Искусство : Литература : Дмитрий Свистунов
БиографияПрозаПоэзияАрхив и критикаВаши отклики

Литература
"Артбург": Дмитрий Свистунов: Проза
БЕССОННИЦА В МАКОНДО


Если долго играть словами, испытывая из-за этого боль схожую с зубной, постепенно перестаёшь видеть предметы. И существа, наблюдаемые периферическим зрением, скорее мерещатся, а не видятся. Поворачиваешь голову, а там и нет никого и ничего, но есть нечто, не приводимое в соответствие с сочетанием звуков. Состояние, схожее с бессонницей в Макондо: глядя на слово – видишь предмет; глядя на предмет – не видишь слово. Окружающий мир теряет смысл, становясь плоским отражением знаков. Слова при этом приобретают объём и глубину, потерянные миром. Материя становится вторична по отношению к знакам, сочетание которых описывает материю.
Из материальных явлений, описываемых словами, значим только звук, музыка. Сочетание чистых звуков, неся в себе настроение, которое нужно ещё именовать, осознавая, именно поэтому вторично. Слово, всегда неся в себе музыку, именует само себя. Музыка же неинформативна. Письменной музыки не бывает. Единственный изначально и абсолютно совершенный музыкальный инструмент – человеческий голос связывает единственно возможным способом идеальный и материальный миры. Мертвящая тяжесть материального всегда убивает из идеальных соображений, пытаясь присвоить себе право на существование, в то время как не имеет вообще никаких прав, а существует и умирает лишь потому, что является частью речи, вместилищем и временным носителем слова. Соответственно голос, как проводник идеального мира слов, – главное орудие всех палачей. При этом слово, устное или письменное, не в состоянии изменить мир, поскольку само является миром. В непонимании этого факта кроется главная причина бесконечной литературной фальши.
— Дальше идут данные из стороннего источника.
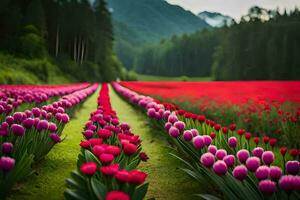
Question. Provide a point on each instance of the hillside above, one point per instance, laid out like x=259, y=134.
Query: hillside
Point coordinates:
x=138, y=22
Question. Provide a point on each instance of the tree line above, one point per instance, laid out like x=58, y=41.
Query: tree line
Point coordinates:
x=264, y=45
x=75, y=34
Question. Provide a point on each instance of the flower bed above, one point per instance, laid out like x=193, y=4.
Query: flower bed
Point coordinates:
x=12, y=97
x=224, y=159
x=110, y=153
x=26, y=137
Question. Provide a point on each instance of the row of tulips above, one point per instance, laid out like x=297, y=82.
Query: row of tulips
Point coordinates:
x=26, y=137
x=108, y=160
x=244, y=138
x=13, y=96
x=275, y=113
x=232, y=164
Литература – летучая взвесь пыли, поднявшейся после падения Вавилонской башни. Дышать пылью – нездоровое занятие, поэтому говорить о нравственных началах, о гуманистической направленности словесности – самообман. Родившаяся из разрушения и розни литература – абсолютный антипод строительства земного рая и, что естественно, любого мирского созидания. Чем талантливее автор, тем разрушительнее его произведения для мира, которому нечего противопоставить этой коррозии, кроме пошлости. Так бомж телесной своею грязью уверенно, хоть и не всегда осознанно являет свою независимость и особость. Но, невольно принюхиваясь, осознаёшь, что пахнет тобой и вообще – всем человечеством. Чем человечнее литература, тем больше в ней всяческих человечьих выделений. Человек – это звучит гордо и очень дурно пахнет. Литература, пропитанная запахом материального – жалкое, но популярное явление. К тому же гигиенические процедуры в данном случае весьма болезненны, кажутся делом бессмысленным и настолько индивидуальны, что не решусь приводить примеры и давать советы. Пусть каждый из господ литераторов подмывается, как ему будет угодно, или, что более вероятно, зарастает грязью, воняя на всю вселенную, ищущую, принюхиваясь, кого сожрать, разложить и исторгнуть. Чистоплотность неприбыльна, малопривлекательна и незаметна, при этом требует постоянных, титанических усилий, не давая вообще ничего взамен, кроме ощущения своей чистоты, с которого и начинается грязь.
Постоянный запах разложения, преследующий нас всю жизнь и достигающий апогея, когда мы умираем, при жизни вызывает омерзение, по смерти же – священный трепет, хотя это один и тот же запах. При этом смерть не имеет запаха. Вонь посмертного гниения принадлежит жизни, существует только для живых. Смерть, будучи абсолютно идеальным понятием, одновременно реальным для тех, кто видел хоть один труп, и несуществующим, поскольку, будучи живым, свой труп ты не увидишь, а, умерев, перестаёшь быть трупом, именно смерть – единственный предмет словесности.
Но осознать это можно, только долго играя словами, испытывая из-за этого боль, схожую с зубной. Впрочем, для потребителя литература, да и любой другой вид искусства – всего лишь развлечение, досуг, времяпрепровождение, даже будучи мистическим вызовом реальности.